>The 7-11 provides the trade functions "assortment of goods" and "transport" and as such is valuable.
"Large supermarket chain" also provides the trade functions "assortment of goods" and "transport", so what exactly are you paying your extra 50c for? Liquidity.
What a bunch of assholes those 7-11 types are. Charging us an extra 50c for milk. The nerve.
See, as a true HNer (heh..), I would like nothing more than believing that a high tech software operation that makes money and is run by nerds is a force for good.
However, I'm afraid your proof-by-analogy does not work. If you actually know what you are talking about, why not explain the current financial system clearer and with more information?
In turn I promise not to burden this discussion with a dissection of your analogy, or even my own set of analogies which would beautifully fit my current bias, and which you would surely reject outright.

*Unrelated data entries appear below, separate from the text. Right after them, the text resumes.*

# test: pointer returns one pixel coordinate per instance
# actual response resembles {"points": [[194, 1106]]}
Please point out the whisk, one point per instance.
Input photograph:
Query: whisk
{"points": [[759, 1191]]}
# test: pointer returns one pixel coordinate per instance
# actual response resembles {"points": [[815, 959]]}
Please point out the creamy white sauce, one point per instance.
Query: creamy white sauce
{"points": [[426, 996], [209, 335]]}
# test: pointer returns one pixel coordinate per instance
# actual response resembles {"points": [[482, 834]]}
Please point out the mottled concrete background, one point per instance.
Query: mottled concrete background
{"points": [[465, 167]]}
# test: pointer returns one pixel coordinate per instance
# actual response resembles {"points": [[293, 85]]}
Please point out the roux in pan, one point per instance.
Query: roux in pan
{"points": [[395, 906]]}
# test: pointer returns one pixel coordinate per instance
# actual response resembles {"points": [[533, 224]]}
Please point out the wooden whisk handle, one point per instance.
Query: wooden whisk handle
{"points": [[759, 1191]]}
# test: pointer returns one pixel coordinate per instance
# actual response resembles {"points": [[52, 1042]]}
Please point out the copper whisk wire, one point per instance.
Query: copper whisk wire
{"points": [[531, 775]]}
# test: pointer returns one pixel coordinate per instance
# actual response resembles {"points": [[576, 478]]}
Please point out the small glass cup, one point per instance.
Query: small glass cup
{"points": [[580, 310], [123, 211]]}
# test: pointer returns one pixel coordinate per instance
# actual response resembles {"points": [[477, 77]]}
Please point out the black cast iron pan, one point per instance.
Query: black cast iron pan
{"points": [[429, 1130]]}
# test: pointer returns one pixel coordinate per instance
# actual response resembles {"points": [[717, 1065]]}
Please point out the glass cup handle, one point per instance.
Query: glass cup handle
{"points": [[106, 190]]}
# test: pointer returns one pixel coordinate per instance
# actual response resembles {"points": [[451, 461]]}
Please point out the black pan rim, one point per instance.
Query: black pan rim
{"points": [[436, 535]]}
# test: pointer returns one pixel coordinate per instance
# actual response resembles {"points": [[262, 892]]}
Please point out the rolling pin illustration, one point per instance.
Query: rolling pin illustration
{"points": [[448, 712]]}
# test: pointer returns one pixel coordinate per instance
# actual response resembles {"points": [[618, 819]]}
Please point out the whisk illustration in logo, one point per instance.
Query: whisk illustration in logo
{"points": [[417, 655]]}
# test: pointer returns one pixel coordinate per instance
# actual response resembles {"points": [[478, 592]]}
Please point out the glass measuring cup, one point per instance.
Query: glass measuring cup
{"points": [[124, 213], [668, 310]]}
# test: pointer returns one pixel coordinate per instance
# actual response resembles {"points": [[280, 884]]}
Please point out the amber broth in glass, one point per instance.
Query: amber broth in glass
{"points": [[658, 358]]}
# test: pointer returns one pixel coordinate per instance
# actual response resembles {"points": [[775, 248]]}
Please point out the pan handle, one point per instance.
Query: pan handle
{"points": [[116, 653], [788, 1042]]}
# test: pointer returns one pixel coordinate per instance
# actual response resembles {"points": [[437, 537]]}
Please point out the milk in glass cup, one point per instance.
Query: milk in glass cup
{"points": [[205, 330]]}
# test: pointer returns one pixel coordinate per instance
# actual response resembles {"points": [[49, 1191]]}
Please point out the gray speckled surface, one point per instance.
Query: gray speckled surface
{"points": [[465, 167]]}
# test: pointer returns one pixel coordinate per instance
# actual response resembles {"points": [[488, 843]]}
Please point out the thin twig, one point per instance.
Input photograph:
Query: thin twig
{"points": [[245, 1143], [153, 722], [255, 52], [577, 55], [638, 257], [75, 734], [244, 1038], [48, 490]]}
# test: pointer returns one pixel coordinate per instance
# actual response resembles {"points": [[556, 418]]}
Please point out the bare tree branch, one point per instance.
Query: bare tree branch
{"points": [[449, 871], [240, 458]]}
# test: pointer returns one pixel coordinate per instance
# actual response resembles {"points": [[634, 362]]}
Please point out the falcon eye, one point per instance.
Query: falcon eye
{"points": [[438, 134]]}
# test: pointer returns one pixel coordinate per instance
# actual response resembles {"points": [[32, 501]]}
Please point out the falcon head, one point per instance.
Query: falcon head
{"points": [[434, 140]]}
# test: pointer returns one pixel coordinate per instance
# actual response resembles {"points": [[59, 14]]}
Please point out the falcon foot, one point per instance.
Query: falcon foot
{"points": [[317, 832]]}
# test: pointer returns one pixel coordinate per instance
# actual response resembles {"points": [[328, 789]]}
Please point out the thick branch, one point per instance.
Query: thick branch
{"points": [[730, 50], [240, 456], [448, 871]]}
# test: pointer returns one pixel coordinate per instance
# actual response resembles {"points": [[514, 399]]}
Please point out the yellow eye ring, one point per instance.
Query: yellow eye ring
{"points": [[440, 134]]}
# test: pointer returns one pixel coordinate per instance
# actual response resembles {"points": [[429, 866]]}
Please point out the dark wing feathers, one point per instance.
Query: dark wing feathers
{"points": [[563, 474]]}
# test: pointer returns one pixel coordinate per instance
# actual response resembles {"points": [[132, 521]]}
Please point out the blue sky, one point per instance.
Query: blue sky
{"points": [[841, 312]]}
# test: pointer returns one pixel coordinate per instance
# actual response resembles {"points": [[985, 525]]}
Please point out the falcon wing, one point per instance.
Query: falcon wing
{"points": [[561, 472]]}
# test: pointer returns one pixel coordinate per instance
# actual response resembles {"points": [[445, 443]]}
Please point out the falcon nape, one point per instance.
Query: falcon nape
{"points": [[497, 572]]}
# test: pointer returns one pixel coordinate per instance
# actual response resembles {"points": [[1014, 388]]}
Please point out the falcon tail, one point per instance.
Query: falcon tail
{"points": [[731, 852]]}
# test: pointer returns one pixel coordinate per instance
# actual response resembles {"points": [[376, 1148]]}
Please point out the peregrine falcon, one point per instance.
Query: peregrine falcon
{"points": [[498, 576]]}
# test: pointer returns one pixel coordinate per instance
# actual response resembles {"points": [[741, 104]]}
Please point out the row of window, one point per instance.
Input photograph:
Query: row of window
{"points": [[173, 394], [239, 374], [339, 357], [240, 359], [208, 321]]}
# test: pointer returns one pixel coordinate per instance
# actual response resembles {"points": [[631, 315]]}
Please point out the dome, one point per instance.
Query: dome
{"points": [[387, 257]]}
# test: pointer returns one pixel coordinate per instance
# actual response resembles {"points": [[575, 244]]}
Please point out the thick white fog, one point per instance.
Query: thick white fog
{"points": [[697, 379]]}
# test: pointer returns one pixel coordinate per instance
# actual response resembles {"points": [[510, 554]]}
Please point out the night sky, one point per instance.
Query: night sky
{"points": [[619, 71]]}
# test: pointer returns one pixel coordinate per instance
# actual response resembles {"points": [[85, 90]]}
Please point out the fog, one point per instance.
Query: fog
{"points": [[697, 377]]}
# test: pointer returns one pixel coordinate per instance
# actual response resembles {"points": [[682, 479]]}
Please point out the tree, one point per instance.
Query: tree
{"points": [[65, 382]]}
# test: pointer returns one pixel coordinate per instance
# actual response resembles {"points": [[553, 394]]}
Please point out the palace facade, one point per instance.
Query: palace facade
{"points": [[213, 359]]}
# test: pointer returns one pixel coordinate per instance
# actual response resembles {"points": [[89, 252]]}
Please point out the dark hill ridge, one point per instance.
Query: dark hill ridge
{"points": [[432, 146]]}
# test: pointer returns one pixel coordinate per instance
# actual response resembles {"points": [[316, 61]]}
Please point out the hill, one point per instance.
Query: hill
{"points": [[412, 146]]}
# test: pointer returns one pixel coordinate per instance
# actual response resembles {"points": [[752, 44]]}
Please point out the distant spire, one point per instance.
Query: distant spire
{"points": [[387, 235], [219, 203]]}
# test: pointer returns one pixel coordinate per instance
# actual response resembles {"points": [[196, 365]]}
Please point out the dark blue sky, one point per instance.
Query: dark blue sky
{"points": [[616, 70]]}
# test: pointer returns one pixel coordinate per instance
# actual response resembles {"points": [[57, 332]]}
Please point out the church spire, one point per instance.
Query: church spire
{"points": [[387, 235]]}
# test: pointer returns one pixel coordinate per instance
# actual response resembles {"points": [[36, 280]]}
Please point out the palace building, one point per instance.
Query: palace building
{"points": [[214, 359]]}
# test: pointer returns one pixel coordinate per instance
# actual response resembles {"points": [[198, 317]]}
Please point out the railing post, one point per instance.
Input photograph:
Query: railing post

Another way to describe "liquidity" is inventory risk insurance. Large investors (a term that doesn't actually mean anything) have different time frames for buying and selling their product. If a large participant has to hold onto their portfolio longer than they want this will change the "natural" price they will be willing to accept.
Market makers generally, smooth these time disparities. As long as the smoothing is cheaper than the price disparity then it is a net positive for the "real" participants. How do we determine if this is cheaper? Quite simply, the market! You can trade non-liquid products electronically. The price spread his much higher in those products.
"Large supermarket chain" also provides the trade functions "assortment of goods" and "transport", so what exactly are you paying your extra 50c for? Liquidity.
What a bunch of assholes those 7-11 types are. Charging us an extra 50c for milk. The nerve.